🖼️

Visionで画像の類似度を計算する - Image Feature Printとは何なのか？

2023/12/13に公開

iOS

iOS/macOS/visionOSで画像の類似度を計算する方法のひとつとして、Vision の VNGenerateImageFeaturePrintRequest / VNFeaturePrintObservation を使う方法がある。

これらを使った画像の類似度計算の実装方法と、"Image Feature Print"とは何なのか？ということについてAppleによる一次情報をまとめる。

`VNGenerateImageFeaturePrintRequest`

VNGenerateImageFeaturePrintRequest クラスはiOS 13で追加されたもので、"Image Feature Print"を算出してくれる。

An image-based request to generate feature prints from an image.

（画像からfeature printsを生成するための画像ベースのリクエストです。）

APIリファレンスの詳細欄には以下のようにだけ書かれている：

This request returns the feature print data it generates as an array of VNFeaturePrintObservation objects.

"feature print"とは何なのかという解説はない。

VNGenerateImageFeaturePrintRequest の results について

APIリファレンスの記述には『VNFeaturePrintObservationオブジェクトの配列を返す』とあるが、公式サンプルの実装では次のようになっており、

return request.results?.first as?

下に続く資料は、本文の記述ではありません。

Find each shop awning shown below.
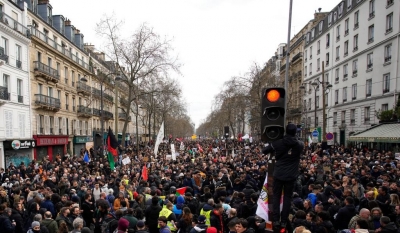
[348,123,400,143]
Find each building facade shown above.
[303,0,400,145]
[0,0,32,167]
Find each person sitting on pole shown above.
[262,123,304,228]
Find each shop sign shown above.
[11,140,36,150]
[75,136,93,143]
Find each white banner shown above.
[154,122,164,158]
[171,144,176,161]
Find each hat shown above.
[31,221,40,228]
[197,215,206,223]
[286,123,297,136]
[136,220,144,228]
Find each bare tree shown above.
[96,15,180,145]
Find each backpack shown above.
[101,215,118,233]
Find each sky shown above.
[50,0,340,128]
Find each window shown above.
[385,44,392,62]
[383,74,390,93]
[333,112,337,125]
[335,68,339,83]
[353,60,358,75]
[354,11,360,29]
[350,109,356,125]
[325,53,329,66]
[338,2,344,18]
[64,67,68,84]
[365,79,372,97]
[369,0,375,19]
[15,45,22,69]
[17,79,24,103]
[3,74,10,89]
[336,46,340,61]
[351,83,357,100]
[343,64,349,80]
[368,25,374,43]
[328,12,332,27]
[386,13,393,33]
[318,21,324,33]
[335,90,339,104]
[364,107,371,124]
[381,104,389,111]
[353,34,358,52]
[326,33,330,48]
[367,53,374,69]
[341,111,346,124]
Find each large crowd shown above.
[0,139,400,233]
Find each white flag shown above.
[171,144,176,161]
[154,122,164,158]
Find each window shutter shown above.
[54,117,60,135]
[61,117,67,135]
[44,116,50,135]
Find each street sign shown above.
[325,133,333,140]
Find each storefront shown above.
[33,135,68,160]
[73,136,93,155]
[3,140,36,167]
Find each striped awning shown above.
[348,123,400,143]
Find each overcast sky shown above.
[50,0,340,128]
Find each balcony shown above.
[29,26,89,70]
[118,112,132,121]
[292,52,303,63]
[35,94,61,112]
[0,86,10,105]
[18,95,24,103]
[103,93,114,103]
[92,108,101,117]
[0,47,8,63]
[92,87,101,98]
[103,110,114,120]
[78,105,92,117]
[0,12,31,38]
[76,81,92,95]
[33,61,60,83]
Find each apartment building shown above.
[0,0,35,167]
[303,0,400,145]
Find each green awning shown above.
[348,123,400,143]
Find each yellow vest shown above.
[200,209,211,226]
[158,206,176,231]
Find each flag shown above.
[175,187,186,196]
[107,127,118,170]
[83,151,90,163]
[256,172,283,222]
[142,165,149,181]
[154,122,164,158]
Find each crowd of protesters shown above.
[0,139,400,233]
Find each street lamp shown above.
[300,69,332,141]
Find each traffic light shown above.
[261,87,286,142]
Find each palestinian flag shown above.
[107,127,118,170]
[175,187,186,196]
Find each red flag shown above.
[142,165,149,181]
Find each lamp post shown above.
[300,62,332,141]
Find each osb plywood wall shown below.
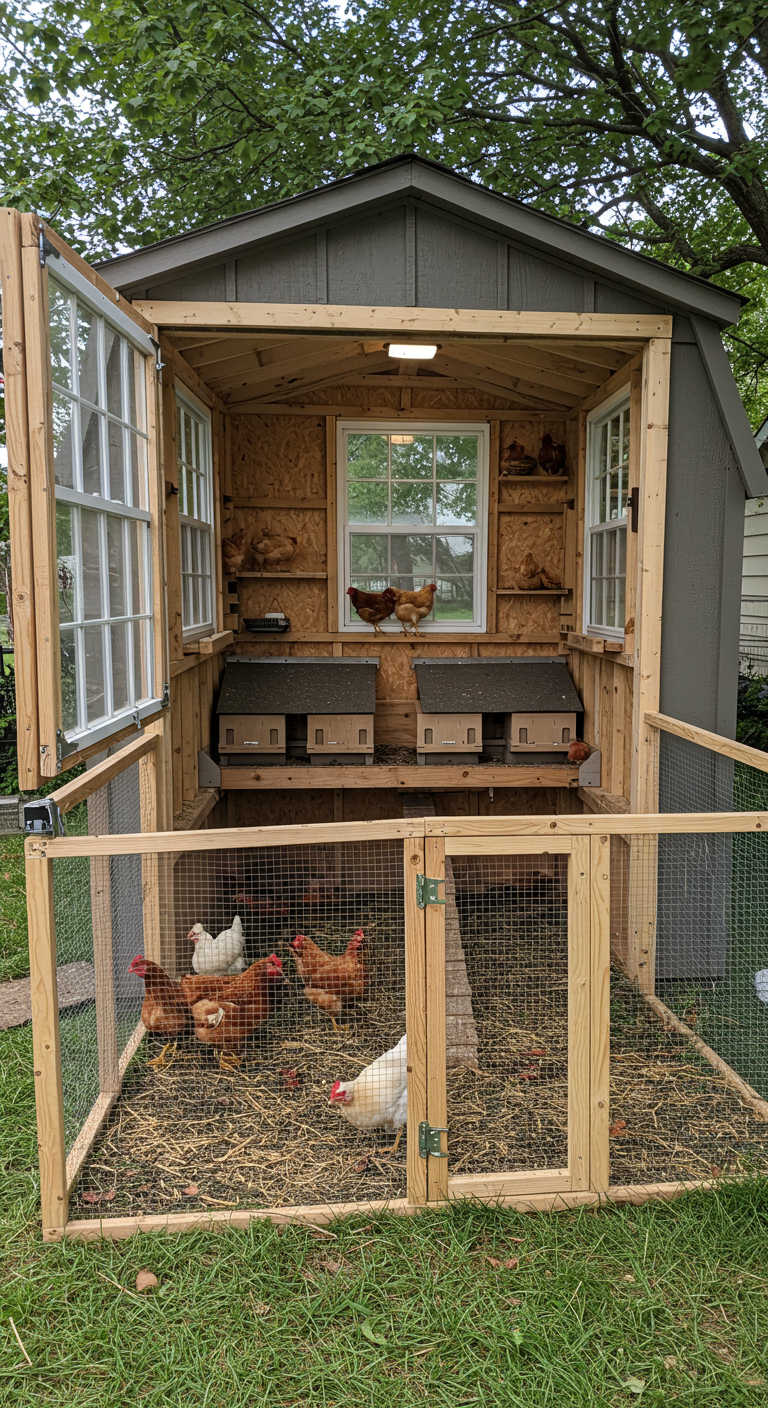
[214,386,631,794]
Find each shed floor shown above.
[72,883,768,1217]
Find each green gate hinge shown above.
[416,876,445,910]
[419,1119,448,1159]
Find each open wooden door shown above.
[426,835,609,1202]
[0,210,168,790]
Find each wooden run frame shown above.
[25,715,768,1240]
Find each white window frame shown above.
[337,420,490,635]
[582,387,631,641]
[45,253,163,758]
[175,382,216,641]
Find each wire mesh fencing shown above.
[610,822,768,1184]
[72,839,407,1218]
[445,855,568,1176]
[54,763,144,1153]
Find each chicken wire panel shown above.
[54,763,144,1152]
[610,832,768,1184]
[445,855,568,1174]
[73,841,406,1215]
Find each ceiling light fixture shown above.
[386,342,437,362]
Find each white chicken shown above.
[330,1036,409,1153]
[187,914,245,977]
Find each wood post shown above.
[566,836,592,1188]
[87,788,118,1095]
[0,210,42,791]
[25,850,68,1242]
[424,836,448,1202]
[589,836,612,1193]
[403,836,427,1205]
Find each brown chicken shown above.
[182,953,283,1066]
[512,552,561,591]
[347,587,395,635]
[538,434,565,474]
[221,528,248,576]
[254,532,299,569]
[499,441,537,479]
[290,929,366,1031]
[390,582,437,635]
[128,953,189,1066]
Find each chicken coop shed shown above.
[0,156,768,1239]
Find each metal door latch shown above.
[416,876,445,910]
[419,1119,448,1159]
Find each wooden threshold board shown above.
[221,763,579,791]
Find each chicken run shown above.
[58,841,765,1218]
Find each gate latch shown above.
[416,876,445,910]
[419,1119,448,1159]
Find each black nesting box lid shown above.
[216,656,379,714]
[413,656,583,714]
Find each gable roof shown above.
[99,155,744,324]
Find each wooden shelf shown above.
[499,474,571,484]
[221,763,579,791]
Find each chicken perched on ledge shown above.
[254,532,299,572]
[290,929,366,1031]
[347,587,395,635]
[221,528,248,576]
[389,582,437,635]
[128,953,189,1066]
[512,552,561,591]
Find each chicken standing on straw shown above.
[187,914,245,974]
[330,1036,409,1153]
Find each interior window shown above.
[176,389,214,639]
[583,400,630,638]
[48,275,158,752]
[338,422,488,631]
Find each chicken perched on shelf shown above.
[221,528,248,576]
[512,552,561,591]
[538,432,565,474]
[390,582,437,635]
[254,532,299,570]
[128,953,189,1066]
[188,953,283,1067]
[290,929,366,1031]
[187,914,245,973]
[347,587,395,635]
[330,1036,409,1153]
[499,441,537,479]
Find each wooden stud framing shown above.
[21,215,61,777]
[326,415,338,631]
[589,835,610,1193]
[403,836,428,1204]
[0,210,42,791]
[424,836,450,1202]
[134,298,672,341]
[627,338,671,993]
[87,788,118,1095]
[25,855,68,1240]
[566,836,590,1190]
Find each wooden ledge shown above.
[221,763,579,791]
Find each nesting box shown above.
[506,710,576,753]
[307,714,373,765]
[216,656,378,766]
[416,710,483,763]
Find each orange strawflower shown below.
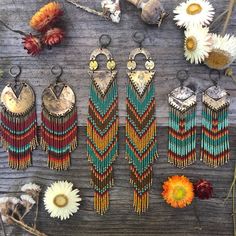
[30,2,63,31]
[162,175,194,208]
[42,27,65,46]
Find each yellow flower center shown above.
[187,3,202,15]
[173,186,186,201]
[53,194,68,207]
[185,36,197,52]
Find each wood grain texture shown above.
[0,0,236,236]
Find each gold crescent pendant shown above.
[42,83,75,116]
[1,82,35,114]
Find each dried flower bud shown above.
[194,179,213,199]
[23,34,42,56]
[20,194,35,207]
[42,28,65,46]
[101,0,121,23]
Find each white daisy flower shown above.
[0,197,9,204]
[101,0,121,23]
[21,183,41,192]
[20,194,36,205]
[184,26,212,64]
[44,181,82,220]
[205,34,236,70]
[173,0,215,28]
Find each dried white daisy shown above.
[205,34,236,70]
[101,0,121,23]
[21,183,41,192]
[44,181,81,220]
[184,26,212,64]
[173,0,215,28]
[20,194,36,205]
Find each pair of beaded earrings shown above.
[1,66,77,170]
[168,71,230,168]
[87,33,157,214]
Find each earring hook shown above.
[132,31,145,48]
[9,65,21,83]
[209,69,221,87]
[176,70,189,88]
[51,65,63,83]
[99,34,111,48]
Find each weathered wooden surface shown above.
[0,0,236,236]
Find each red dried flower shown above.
[23,34,42,56]
[194,179,213,199]
[42,28,65,46]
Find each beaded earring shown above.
[126,32,158,214]
[87,35,119,215]
[41,66,78,170]
[168,71,197,168]
[1,66,38,169]
[201,70,230,167]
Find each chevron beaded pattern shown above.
[87,78,119,215]
[168,106,196,168]
[201,104,229,167]
[41,107,78,170]
[1,106,37,169]
[126,77,158,214]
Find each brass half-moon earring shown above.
[87,35,119,215]
[41,66,78,170]
[126,32,158,214]
[1,66,37,169]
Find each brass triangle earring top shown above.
[87,35,119,215]
[1,66,37,169]
[41,66,78,170]
[126,33,158,214]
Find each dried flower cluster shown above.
[162,175,213,208]
[174,0,236,70]
[23,2,64,56]
[0,183,46,236]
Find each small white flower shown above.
[173,0,215,28]
[101,0,121,23]
[21,183,41,192]
[44,181,81,220]
[205,34,236,70]
[0,197,9,204]
[20,194,35,205]
[184,26,213,64]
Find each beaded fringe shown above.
[87,80,119,215]
[41,107,78,171]
[1,106,38,169]
[168,105,196,168]
[126,81,158,214]
[201,104,229,167]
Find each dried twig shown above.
[221,0,235,35]
[66,0,109,19]
[0,212,7,236]
[9,216,47,236]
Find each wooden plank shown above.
[0,0,236,126]
[0,0,236,236]
[0,127,236,236]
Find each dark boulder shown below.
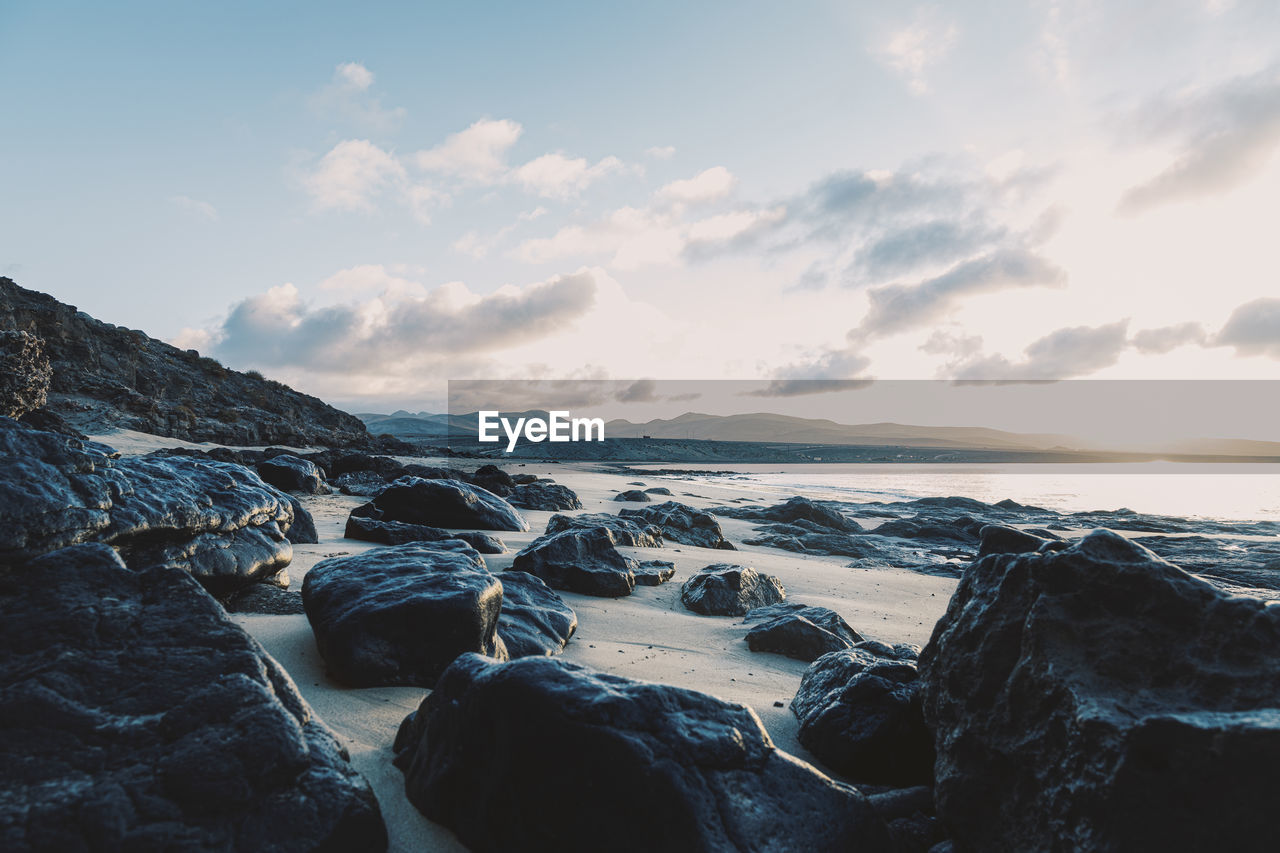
[0,418,293,596]
[511,528,637,598]
[791,643,933,785]
[920,530,1280,853]
[343,514,507,553]
[618,501,735,551]
[680,562,787,616]
[498,571,577,660]
[0,544,387,852]
[394,654,891,853]
[374,476,529,532]
[635,560,676,587]
[257,453,329,494]
[0,330,54,418]
[302,539,507,688]
[507,480,582,512]
[746,603,863,662]
[547,512,662,548]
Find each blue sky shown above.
[0,0,1280,409]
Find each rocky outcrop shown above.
[0,544,387,852]
[0,418,293,596]
[511,528,637,598]
[396,654,891,853]
[507,480,582,512]
[302,539,507,688]
[0,329,54,418]
[618,501,735,551]
[920,530,1280,853]
[343,514,507,553]
[547,512,662,548]
[0,278,376,447]
[366,476,529,532]
[257,453,329,494]
[498,571,577,660]
[680,562,787,616]
[745,602,863,663]
[791,643,933,785]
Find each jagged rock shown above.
[635,560,676,587]
[511,528,639,598]
[746,603,863,662]
[920,530,1280,853]
[394,654,891,853]
[372,476,529,533]
[284,494,320,544]
[498,571,577,660]
[791,643,933,785]
[333,471,387,497]
[302,539,507,688]
[0,330,54,418]
[618,501,735,551]
[0,278,378,447]
[343,514,507,553]
[507,482,582,512]
[547,512,662,548]
[0,418,293,596]
[0,544,387,852]
[680,562,787,616]
[978,524,1059,557]
[257,453,329,494]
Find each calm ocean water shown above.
[637,462,1280,521]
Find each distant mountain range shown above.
[357,411,1280,457]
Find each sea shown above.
[635,462,1280,521]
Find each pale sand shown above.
[99,433,956,850]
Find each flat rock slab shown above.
[302,539,507,688]
[372,476,529,533]
[680,562,787,616]
[0,544,387,852]
[511,528,639,598]
[498,571,577,660]
[396,654,893,853]
[920,530,1280,853]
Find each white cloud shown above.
[169,196,218,222]
[658,167,737,204]
[311,63,406,129]
[874,6,960,95]
[512,154,623,199]
[413,119,524,183]
[302,140,406,213]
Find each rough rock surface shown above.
[0,330,54,418]
[343,515,507,553]
[680,562,787,616]
[0,418,293,594]
[511,528,639,598]
[791,643,933,785]
[302,539,507,688]
[507,480,582,512]
[0,544,387,852]
[920,530,1280,853]
[498,571,577,660]
[257,453,329,494]
[0,277,376,447]
[396,654,891,853]
[746,603,863,662]
[547,512,662,548]
[372,476,529,532]
[618,501,735,551]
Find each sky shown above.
[0,0,1280,411]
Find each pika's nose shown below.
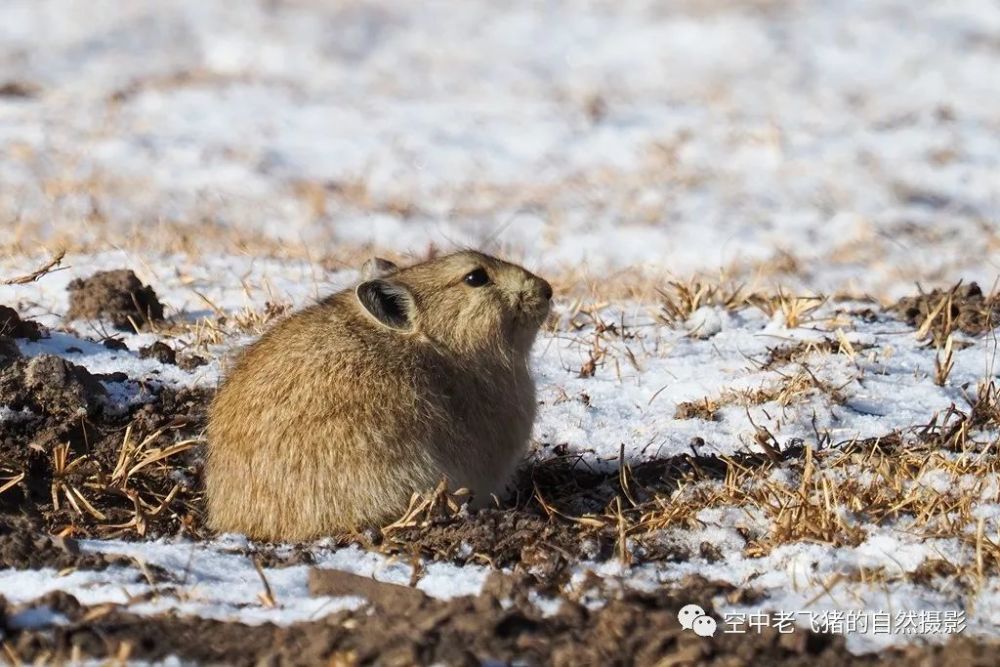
[539,280,552,301]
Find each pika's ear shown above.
[361,257,399,280]
[355,280,415,331]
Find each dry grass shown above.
[548,376,1000,588]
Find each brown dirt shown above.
[0,575,998,667]
[66,269,163,331]
[0,294,1000,666]
[889,283,1000,344]
[0,515,138,570]
[0,348,208,536]
[0,306,44,340]
[139,340,177,365]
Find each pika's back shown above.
[206,253,551,539]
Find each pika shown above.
[205,251,552,540]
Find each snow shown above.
[0,0,1000,296]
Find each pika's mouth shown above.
[516,296,550,328]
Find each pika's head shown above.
[355,251,552,357]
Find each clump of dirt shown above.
[0,335,21,370]
[889,283,1000,344]
[0,515,131,570]
[380,508,615,585]
[0,355,208,537]
[66,269,163,331]
[139,340,177,365]
[0,354,107,416]
[674,397,719,422]
[0,306,43,340]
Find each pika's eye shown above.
[462,269,490,287]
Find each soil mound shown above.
[66,269,163,331]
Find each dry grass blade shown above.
[0,472,26,494]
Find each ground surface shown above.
[0,0,1000,665]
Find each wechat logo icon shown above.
[677,604,717,637]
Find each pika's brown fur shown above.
[206,251,552,540]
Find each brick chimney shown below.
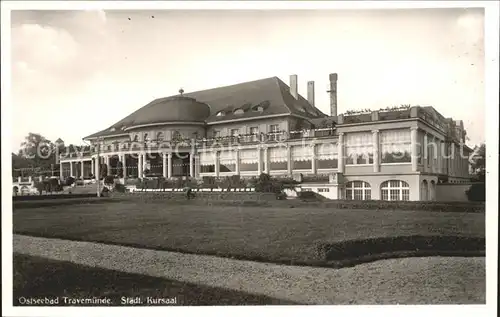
[290,75,299,99]
[307,81,314,106]
[328,73,338,117]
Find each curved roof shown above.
[87,77,326,138]
[113,96,210,129]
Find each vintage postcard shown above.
[2,1,499,316]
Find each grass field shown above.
[13,200,485,265]
[13,254,294,306]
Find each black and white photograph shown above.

VNFeaturePrintObservation

実際の挙動を見る限りでも、1つの画像からは1つの VNFeaturePrintObservation オブジェクトが生成される、という理解でよさそう（複数生成されるケースは考慮しなくてよさそう）。

`VNFeaturePrintObservation`

VNFeaturePrintObservation のリファレンスを見ると、こう書いてある。

An observation that provides the recognized feature print.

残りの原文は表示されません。